La problématique des perturbateurs endocriniens (PE) est plus complexe qu'il n'y paraît. Ces substances issues de l'industrie chimique mettent la communauté scientifique face à un nouveau défi : celui de penser différemment le concept de toxicité.
« En général, plus on est exposé à une substance, plus le risque toxique augmente. C'est le cas des polluants en général. Or, avec les PE, cette relation ne s'applique pas. Elle suit plutôt une courbe en U, d'où la difficulté à définir un seuil de toxicité », commente le Pr Virginie Migeot, chef du service de santé publique au CHU de Poitiers et directrice d'un projet de recherche INSERM sur les PE. Autre particularité troublante, l'impact des PE varie en fonction de la période d'exposition au cours de la vie. « Il existe une période pour laquelle l'impact sur la santé est le plus important. Cette fenêtre de vulnérabilité correspond aux mille premiers jours de vie, de la conception jusqu'à environ 2 ans. » Les PE sont également caractérisés par un possible effet différé et transgénérationnel, comme on l'a observé avec le médicament Distilbène. « Nous sommes arrivés à une crise scientifique ; les PE nous obligent à remettre en question le paradigme effet-dose croissante », explique le Pr Sylvie Rabouan, professeur de chimie analytique à la faculté de pharmacie de Poitiers et membre de l'équipe HEDEX. « L'objectif est de trouver une solution, un consensus sur lequel appuyer les décisions et la législation en matière de PE. »
Réapprendre à vivre dans un environnement plus sain.
En attendant la résolution de cette crise, comment prendre en compte des dangers associés aux PE ? Plus de 800 substances sont identifiées comme tels, dont les plus connus sont le bisphénol A, les parabens ou des insecticides. Pour Virginie Migeot, il s'agit avant tout de penser la santé de façon plus globale et positive. Elle préconise la sobriété dans la vie quotidienne : « A-t-on besoin de disposer de 6 produits d'entretien différents ou de 10 crèmes ou produits cosmétiques ? Limiter le besoin permet de limiter la production. »
L'objectif n'est pas de tomber dans une obsession de la toxicité, mais d'adopter une stratégie simple, de rester raisonnable en éliminant le surplus. Cela se traduit par un engagement à tous les niveaux, politique, sanitaire et individuel. En pharmacie, cela peut se traduire par une sensibilisation aux formulations des produits susceptibles de contenir des PE.
Sensibiliser les professionnels de santé à la santé environnementale.

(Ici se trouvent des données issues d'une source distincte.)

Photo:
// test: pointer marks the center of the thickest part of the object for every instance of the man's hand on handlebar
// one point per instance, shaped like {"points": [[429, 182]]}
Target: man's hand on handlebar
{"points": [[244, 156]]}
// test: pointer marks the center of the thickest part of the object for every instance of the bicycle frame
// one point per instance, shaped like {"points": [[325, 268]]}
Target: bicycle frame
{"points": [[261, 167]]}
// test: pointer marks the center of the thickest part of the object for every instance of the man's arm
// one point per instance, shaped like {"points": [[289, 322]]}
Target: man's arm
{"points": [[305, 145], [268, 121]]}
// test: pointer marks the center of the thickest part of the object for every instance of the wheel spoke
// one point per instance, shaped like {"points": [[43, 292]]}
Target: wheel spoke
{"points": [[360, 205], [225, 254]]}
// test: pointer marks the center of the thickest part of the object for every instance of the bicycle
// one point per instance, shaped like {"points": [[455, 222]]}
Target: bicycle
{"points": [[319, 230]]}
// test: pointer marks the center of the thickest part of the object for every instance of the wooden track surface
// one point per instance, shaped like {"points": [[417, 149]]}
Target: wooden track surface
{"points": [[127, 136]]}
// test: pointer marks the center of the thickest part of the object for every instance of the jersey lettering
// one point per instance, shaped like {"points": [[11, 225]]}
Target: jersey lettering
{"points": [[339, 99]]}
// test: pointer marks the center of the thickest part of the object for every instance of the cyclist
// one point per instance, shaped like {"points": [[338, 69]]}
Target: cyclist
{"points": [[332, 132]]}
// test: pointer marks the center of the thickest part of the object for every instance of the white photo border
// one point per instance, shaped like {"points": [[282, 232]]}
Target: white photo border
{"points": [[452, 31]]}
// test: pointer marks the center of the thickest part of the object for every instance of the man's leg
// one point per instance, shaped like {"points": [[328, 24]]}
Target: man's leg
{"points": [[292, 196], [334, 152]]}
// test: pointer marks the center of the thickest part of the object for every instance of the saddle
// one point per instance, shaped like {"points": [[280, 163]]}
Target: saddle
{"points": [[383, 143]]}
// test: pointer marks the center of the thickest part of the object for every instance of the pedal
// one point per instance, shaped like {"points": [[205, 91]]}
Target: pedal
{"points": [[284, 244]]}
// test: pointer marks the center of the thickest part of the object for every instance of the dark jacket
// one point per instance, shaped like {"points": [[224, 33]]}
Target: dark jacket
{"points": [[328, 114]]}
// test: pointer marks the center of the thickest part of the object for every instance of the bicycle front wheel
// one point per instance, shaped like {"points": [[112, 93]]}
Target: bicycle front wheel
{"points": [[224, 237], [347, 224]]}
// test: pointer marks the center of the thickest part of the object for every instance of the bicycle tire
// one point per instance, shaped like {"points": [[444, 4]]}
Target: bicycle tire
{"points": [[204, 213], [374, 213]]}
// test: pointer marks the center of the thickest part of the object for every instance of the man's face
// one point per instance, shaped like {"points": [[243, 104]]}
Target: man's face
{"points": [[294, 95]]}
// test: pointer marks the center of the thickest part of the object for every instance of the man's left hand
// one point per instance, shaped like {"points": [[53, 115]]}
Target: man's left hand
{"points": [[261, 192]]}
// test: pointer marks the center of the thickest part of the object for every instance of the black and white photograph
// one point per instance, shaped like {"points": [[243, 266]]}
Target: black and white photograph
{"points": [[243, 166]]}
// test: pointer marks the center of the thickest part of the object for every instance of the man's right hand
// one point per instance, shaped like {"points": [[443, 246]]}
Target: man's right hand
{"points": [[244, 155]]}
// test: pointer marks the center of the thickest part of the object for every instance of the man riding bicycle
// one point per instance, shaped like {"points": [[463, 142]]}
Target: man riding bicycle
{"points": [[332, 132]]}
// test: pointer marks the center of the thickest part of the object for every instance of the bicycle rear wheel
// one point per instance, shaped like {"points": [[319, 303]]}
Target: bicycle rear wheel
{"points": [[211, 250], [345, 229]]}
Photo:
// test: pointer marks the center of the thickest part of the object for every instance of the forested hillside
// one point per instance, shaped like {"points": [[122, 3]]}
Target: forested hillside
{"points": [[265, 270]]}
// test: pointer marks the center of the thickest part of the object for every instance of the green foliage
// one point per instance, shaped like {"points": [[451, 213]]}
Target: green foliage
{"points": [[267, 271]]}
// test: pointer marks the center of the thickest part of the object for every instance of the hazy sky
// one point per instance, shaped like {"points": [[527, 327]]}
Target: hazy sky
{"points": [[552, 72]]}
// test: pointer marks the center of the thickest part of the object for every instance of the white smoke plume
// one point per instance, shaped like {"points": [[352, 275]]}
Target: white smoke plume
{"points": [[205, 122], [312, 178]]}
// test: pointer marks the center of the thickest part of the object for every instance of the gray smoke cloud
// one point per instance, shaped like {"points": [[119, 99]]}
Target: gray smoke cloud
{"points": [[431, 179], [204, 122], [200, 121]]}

À l'officine ou au cabinet médical, cela implique d'intégrer la notion de santé environnementale. Pour faire évoluer le discours des professionnels de santé dans ce sens, les étudiants en première année d'études médicales de Poitiers apprennent à prendre en compte les déterminants environnementaux dans la santé et la maladie. « Les futures générations de professionnels de santé doivent comprendre l'importance d'interroger les patients sur leur environnement de vie, qu'il s'agisse de l'habitat, de l'environnement professionnel ou social », commente Virginie Migeot. Et si la santé environnementale reste optionnelle en troisième année de pharmacie, on assiste à une prise de conscience dont se réjouit Sylvie Rabouan : « Le ministère de l'Enseignement a demandé d'intégrer l'enseignement de santé environnementale. »
Pour les professionnels de santé en exercice, un DU (diplôme universitaire) pourrait voir le jour à la rentrée prochaine (2018) en région Nouvelle-Aquitaine. C'est en tout cas une demande de l'ARS. « Les médecins généralistes et les pharmaciens sont de plus en plus nombreux à s'intéresser à la santé environnementale. Cette formation pourra les aider à répondre avec discernement à leurs patients », conclut Virginie Migeot.
D'après une conférence organisée par le Comité 79 de la Ligue contre le cancer à Niort.